Nous vivons une époque où le livre, pour se maintenir, doit aller vers ses lecteurs potentiels. « Un dictionnaire, disait magnifiquement un participant interviewé il y a quelques mois dans une émission télévisée, ça doit se donner, c’est un acte d’amour ».
Notre approche critique ne peut pas, elle non plus, rester théorique. On n’est riche que de ce qu’on donne.
( article paru dans le n° 39 – juin 1990 – du bulletin du CRILJ )

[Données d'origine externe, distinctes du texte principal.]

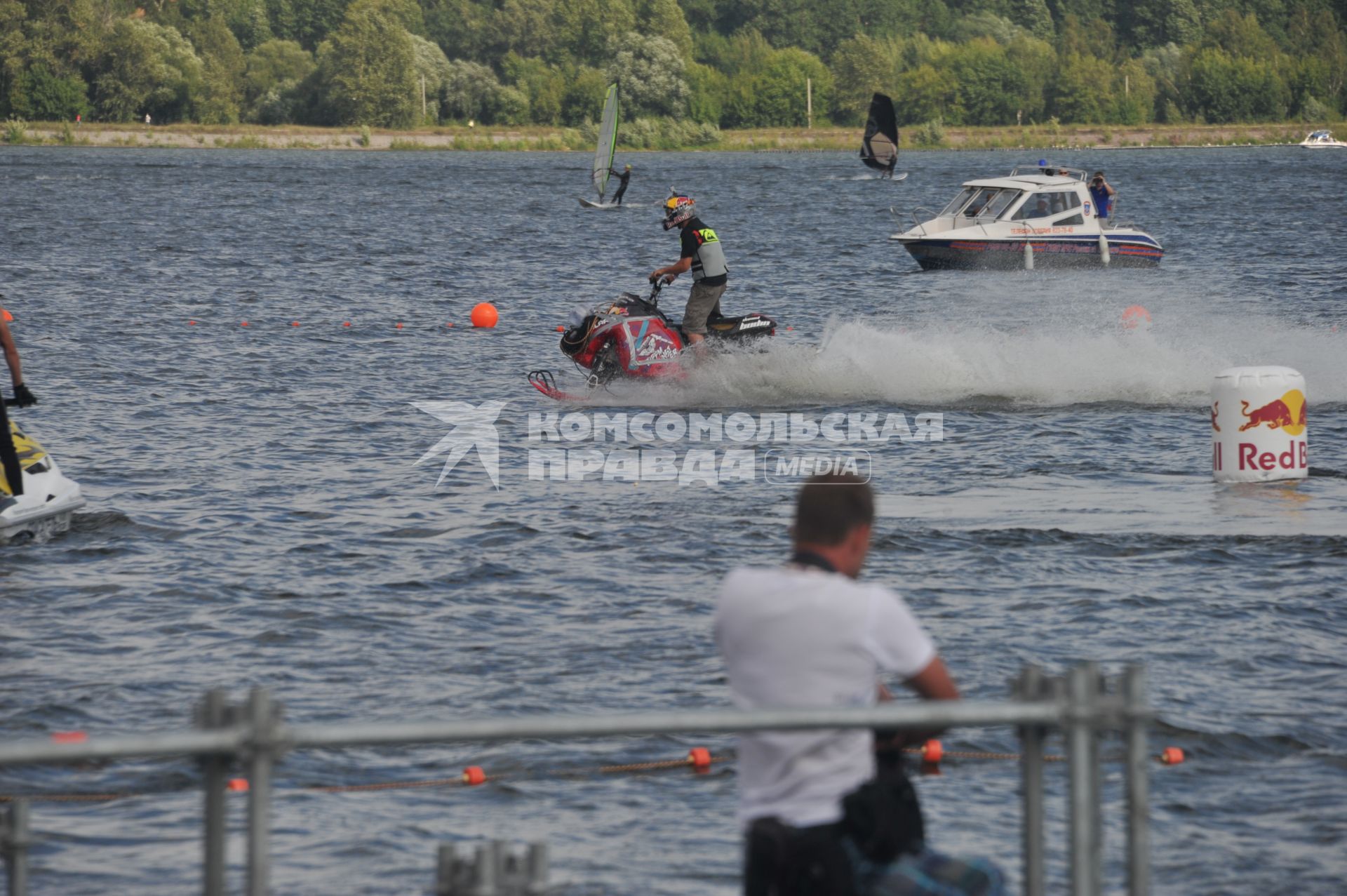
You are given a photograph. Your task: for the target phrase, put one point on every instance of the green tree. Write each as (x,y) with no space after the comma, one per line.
(146,69)
(589,29)
(372,67)
(650,74)
(861,67)
(274,74)
(433,72)
(780,89)
(584,96)
(222,60)
(48,98)
(664,18)
(707,89)
(1083,91)
(469,91)
(540,83)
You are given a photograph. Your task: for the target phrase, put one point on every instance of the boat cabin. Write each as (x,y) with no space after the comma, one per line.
(1047,197)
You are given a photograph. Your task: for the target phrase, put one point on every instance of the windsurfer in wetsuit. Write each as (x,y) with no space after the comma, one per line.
(23,398)
(702,253)
(624,175)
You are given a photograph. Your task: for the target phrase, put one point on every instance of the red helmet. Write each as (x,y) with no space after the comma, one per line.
(676,210)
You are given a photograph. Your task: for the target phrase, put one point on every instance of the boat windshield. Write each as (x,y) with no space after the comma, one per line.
(989,203)
(960,201)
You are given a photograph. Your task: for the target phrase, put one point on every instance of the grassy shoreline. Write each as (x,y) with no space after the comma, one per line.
(553,139)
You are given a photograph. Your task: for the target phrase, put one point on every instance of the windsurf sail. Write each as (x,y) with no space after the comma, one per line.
(606,142)
(880,145)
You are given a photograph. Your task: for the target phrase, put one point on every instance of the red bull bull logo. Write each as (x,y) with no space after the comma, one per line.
(1287,414)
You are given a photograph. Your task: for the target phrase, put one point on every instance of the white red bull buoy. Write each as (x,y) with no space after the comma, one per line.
(1259,424)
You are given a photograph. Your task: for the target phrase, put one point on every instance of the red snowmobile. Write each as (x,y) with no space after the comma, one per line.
(632,338)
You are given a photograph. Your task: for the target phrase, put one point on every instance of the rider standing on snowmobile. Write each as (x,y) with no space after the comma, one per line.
(624,175)
(702,253)
(23,398)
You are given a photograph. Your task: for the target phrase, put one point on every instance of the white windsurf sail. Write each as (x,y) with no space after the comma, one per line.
(606,142)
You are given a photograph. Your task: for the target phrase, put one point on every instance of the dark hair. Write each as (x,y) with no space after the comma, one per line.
(830,507)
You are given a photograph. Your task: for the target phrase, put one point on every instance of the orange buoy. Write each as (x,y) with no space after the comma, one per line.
(484,314)
(1136,316)
(1172,756)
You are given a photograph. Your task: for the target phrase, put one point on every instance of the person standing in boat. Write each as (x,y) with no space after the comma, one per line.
(624,175)
(701,253)
(831,813)
(1102,194)
(22,396)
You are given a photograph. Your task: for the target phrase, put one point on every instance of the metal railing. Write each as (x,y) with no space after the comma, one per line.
(1083,705)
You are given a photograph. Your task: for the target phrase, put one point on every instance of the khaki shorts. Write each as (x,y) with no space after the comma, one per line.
(701,304)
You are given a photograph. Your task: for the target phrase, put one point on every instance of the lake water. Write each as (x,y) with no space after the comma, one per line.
(256,515)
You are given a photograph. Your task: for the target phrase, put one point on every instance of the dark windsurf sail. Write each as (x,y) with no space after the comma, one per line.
(880,145)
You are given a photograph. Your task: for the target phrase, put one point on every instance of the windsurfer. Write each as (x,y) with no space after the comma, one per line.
(23,398)
(624,175)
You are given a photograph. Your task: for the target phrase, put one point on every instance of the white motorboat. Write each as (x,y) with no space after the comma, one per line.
(1319,139)
(1039,216)
(49,499)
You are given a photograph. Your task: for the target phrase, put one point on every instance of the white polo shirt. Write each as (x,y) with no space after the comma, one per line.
(805,638)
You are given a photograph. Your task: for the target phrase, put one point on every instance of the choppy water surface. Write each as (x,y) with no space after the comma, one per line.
(255,515)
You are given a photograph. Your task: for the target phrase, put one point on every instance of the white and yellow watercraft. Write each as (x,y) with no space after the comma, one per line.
(49,499)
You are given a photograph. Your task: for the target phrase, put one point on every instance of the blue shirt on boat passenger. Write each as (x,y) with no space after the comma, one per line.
(1102,200)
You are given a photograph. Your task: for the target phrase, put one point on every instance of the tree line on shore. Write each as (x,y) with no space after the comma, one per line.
(695,65)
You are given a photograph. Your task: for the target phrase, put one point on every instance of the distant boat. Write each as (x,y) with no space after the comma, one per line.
(1320,139)
(880,145)
(605,150)
(1039,216)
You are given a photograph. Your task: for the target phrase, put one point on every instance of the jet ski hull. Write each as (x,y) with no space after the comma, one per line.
(48,502)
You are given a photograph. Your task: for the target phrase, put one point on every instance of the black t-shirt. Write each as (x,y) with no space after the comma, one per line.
(692,237)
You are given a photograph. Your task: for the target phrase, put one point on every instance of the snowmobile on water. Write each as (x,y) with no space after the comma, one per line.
(46,499)
(632,338)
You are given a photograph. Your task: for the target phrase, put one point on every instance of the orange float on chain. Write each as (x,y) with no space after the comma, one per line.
(484,314)
(1172,756)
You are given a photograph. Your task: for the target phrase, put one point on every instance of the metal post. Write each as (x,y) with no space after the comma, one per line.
(14,841)
(446,869)
(262,721)
(212,714)
(1031,764)
(537,864)
(1080,689)
(1139,782)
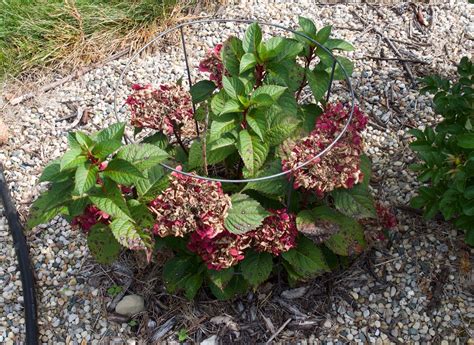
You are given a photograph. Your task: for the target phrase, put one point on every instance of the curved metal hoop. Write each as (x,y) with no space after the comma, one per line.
(244,21)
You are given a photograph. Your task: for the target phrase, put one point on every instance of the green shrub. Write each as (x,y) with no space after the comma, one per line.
(447,152)
(227,237)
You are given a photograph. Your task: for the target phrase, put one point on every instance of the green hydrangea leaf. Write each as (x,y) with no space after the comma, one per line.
(246,214)
(202,90)
(248,62)
(122,171)
(142,156)
(113,132)
(252,38)
(86,177)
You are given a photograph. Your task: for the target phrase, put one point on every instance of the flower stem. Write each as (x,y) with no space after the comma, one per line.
(308,59)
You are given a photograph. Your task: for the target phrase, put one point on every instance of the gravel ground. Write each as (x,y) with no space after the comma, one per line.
(417,290)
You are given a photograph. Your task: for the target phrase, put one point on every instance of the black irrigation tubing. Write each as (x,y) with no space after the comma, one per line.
(24,263)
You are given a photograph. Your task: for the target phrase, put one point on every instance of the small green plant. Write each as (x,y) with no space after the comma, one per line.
(114,290)
(182,335)
(447,152)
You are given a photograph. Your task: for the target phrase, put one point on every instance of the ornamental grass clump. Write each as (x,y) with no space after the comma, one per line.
(160,194)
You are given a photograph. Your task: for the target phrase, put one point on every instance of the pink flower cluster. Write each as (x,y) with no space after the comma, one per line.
(222,251)
(190,204)
(212,64)
(337,168)
(166,109)
(91,216)
(277,234)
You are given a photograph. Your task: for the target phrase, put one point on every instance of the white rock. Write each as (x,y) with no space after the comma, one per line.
(130,305)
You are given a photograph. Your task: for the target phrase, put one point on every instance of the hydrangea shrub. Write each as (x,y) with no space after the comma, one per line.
(252,122)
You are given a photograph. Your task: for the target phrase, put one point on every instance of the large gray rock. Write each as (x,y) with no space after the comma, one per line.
(130,305)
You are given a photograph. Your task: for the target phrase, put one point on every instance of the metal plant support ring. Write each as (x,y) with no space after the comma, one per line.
(180,28)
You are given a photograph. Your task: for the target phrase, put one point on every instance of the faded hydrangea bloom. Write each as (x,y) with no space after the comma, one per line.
(90,217)
(190,204)
(212,64)
(276,235)
(222,251)
(166,109)
(340,166)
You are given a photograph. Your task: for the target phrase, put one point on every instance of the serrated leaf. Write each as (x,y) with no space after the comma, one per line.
(274,186)
(247,62)
(71,159)
(122,171)
(221,125)
(252,151)
(306,259)
(279,132)
(153,184)
(111,206)
(104,148)
(256,267)
(323,34)
(252,38)
(307,25)
(338,44)
(72,141)
(202,90)
(86,177)
(84,140)
(231,106)
(354,202)
(233,86)
(319,83)
(142,156)
(308,113)
(338,72)
(76,206)
(113,132)
(246,214)
(257,123)
(102,244)
(126,233)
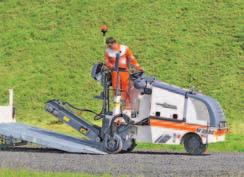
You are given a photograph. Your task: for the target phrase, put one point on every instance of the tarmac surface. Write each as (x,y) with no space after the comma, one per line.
(138,163)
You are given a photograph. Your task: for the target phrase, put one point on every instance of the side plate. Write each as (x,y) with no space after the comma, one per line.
(49,139)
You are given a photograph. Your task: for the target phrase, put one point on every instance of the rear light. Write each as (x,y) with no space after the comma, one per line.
(222,124)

Normalien, agrégé de philosophie, Marc Soriano (1918-1994) est romancier, pour les adultes et pour les enfants, et psychanalyste. Professeur de littérature populaire et pour la jeunesse à Bordeaux III et professeur émérite à Paris VII, il est spécialiste de Charles Perrault et de Jules Verne. En 1968, il publie aux éditions Gallimard Les Contes de Perrault, culture savante et traditions populaires et, en 1975, chez Flammarion, un épais Guide de littérature pour la jeunesse dont la réédition, chez Delagrave, en 2002, était très attendue. Marc Soriano fut membre du conseil d’administration du CRILJ.